Klik op de afbeelding voor vergrote weergave met beschrijvende tekst
Zilvergrijze ridderzwam (Tricholoma scalpturatum)
De naam van deze ridder is nogal verwarrend, omdat er ook een zilveren ridderzwam bestaat. Beide ridders worden tegenwoordig als variëteit van 1 soort beschouwd, nl. Tricholoma argyraceum, var. scalpturatum en var. argyraceum, maar niet in alle literatuur is dat zo.
Zoals bij alle ridderzwammen vormen de lamellen bij de aanhechting een gootje. Kenmerkend voor deze ridderzwam zijn de donkere schubjes op de hoed.
De lamellen zijn wit tot bleekgrijs gekleurd, bij beschadiging of ouder worden kunnen gele vlekken ontstaan. De lamellen staan dicht tot redelijk dicht op elkaar.
De hoed is eerst halfbolvormig en spreidt later onregelmatig uit of de hoed heeft een onopvallende umbo. De kleur varieert van bleek- tot donkergrijsbruin of bijna zwart. Zoals gezegd is de hoed bedekt met donkere, fijne schubjes. De randzone van de hoed is bleker en bij jonge vruchtlichamen soms wat wollig.

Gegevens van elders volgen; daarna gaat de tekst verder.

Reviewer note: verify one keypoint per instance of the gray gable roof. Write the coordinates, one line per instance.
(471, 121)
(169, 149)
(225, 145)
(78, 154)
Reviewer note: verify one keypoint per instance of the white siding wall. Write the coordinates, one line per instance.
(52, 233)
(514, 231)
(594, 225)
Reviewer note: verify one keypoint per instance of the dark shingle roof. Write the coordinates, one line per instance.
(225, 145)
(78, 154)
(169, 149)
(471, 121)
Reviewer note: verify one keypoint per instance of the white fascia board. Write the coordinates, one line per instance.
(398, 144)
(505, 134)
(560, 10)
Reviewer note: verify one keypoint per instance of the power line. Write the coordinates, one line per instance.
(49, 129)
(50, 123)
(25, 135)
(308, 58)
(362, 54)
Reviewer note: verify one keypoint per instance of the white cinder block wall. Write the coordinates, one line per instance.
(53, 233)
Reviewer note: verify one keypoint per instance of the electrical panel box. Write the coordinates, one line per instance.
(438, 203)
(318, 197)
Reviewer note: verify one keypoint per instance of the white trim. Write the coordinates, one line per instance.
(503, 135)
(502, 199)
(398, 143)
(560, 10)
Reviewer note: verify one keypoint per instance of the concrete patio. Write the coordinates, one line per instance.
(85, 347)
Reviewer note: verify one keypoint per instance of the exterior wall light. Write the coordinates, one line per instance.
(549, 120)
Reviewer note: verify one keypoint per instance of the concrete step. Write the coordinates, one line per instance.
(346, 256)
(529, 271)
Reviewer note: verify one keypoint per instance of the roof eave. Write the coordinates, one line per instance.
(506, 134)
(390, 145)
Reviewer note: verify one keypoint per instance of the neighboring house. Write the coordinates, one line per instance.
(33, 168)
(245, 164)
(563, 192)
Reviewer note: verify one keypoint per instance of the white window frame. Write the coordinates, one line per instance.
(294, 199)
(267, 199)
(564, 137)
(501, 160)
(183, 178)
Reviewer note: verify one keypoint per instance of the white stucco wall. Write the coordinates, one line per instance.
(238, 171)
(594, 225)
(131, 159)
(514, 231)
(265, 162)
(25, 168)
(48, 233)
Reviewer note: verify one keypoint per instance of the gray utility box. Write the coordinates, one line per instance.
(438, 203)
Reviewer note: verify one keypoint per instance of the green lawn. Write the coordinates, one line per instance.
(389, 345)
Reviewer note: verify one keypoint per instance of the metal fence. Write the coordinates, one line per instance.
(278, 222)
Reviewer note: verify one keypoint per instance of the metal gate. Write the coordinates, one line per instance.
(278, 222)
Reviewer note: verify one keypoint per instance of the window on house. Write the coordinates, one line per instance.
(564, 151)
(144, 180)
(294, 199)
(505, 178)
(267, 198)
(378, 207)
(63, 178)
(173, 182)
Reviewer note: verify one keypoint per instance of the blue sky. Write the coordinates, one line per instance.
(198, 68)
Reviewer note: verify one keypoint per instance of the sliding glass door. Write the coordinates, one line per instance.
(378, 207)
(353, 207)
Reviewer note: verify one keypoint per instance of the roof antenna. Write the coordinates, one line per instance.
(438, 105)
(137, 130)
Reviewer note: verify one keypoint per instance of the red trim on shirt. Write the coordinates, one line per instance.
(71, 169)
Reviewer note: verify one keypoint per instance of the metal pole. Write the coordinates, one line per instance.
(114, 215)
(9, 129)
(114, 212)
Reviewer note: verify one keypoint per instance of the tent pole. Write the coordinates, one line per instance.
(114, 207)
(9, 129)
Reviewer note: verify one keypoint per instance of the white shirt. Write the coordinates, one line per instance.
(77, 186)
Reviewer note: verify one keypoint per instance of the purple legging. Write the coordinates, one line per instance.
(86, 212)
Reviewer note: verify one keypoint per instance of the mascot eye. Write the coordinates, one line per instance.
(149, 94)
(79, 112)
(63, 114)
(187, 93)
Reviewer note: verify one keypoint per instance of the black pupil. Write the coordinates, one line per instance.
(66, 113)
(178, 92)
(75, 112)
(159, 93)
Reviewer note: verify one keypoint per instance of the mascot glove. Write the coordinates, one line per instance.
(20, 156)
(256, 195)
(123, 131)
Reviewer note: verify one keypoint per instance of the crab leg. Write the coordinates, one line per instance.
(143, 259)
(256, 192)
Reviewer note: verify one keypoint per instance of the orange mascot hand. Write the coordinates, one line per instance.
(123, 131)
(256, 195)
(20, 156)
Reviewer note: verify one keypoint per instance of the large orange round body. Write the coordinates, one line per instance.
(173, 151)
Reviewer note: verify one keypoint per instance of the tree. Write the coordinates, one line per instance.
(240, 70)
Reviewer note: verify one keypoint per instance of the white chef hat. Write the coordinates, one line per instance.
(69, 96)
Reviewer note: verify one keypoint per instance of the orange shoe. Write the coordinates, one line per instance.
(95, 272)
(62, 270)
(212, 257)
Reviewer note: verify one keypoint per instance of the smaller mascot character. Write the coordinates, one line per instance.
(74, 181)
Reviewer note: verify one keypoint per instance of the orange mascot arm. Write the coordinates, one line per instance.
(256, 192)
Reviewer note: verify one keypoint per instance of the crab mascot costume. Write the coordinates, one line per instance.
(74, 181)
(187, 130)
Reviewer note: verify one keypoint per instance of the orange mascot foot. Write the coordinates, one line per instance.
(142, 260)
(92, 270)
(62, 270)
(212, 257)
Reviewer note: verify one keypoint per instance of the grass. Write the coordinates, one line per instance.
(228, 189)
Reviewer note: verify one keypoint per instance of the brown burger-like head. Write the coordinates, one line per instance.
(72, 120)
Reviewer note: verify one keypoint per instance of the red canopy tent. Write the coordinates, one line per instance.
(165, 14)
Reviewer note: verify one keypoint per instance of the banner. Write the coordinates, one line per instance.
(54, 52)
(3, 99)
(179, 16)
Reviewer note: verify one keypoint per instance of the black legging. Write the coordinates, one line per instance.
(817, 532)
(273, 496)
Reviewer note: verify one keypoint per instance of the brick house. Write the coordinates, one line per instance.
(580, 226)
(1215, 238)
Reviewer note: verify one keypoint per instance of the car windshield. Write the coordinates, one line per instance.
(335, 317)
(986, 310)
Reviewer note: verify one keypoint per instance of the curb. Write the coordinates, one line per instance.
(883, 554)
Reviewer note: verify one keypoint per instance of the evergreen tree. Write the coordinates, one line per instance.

De steel is stevig, de kleur ervan is wit tot bleekgrijs. De top soms vaag wit gespikkeld. Soms is er een vage, witte, webachtige ringzone.
Het vlees is wit. De geur melig.
Je vindt deze ridderzwam bij eiken, beuken, populieren en naaldbomen in lanen en bossen.
Sporenmaten: 4-6(-6.5)x(2.5)3-4(-4.5) mu. Qav < 1.55.
Waar de Zilveren en de Zilvergrijze wel worden onderscheiden:
Bron: Funga Nordica
Zivergrijze ridderzwam
Hoed overwegend gewelfd tot gespreid of met kleine umbo met duidelijke schubjes. Aanvankelijk viltig, bleek- tot donkergrijsbruin of bijna zwart, met blekere, soms iets wollige rand.
Sporen elliptisch, Qav < 1.55, 4-6(-6.5)x(2.5)3-4(4-5) mu.
Steel wit tot bleekgrijs, glad of zwak wit gestippeld aan de top, soms met vage witte, soms grijze webachtige ringzone.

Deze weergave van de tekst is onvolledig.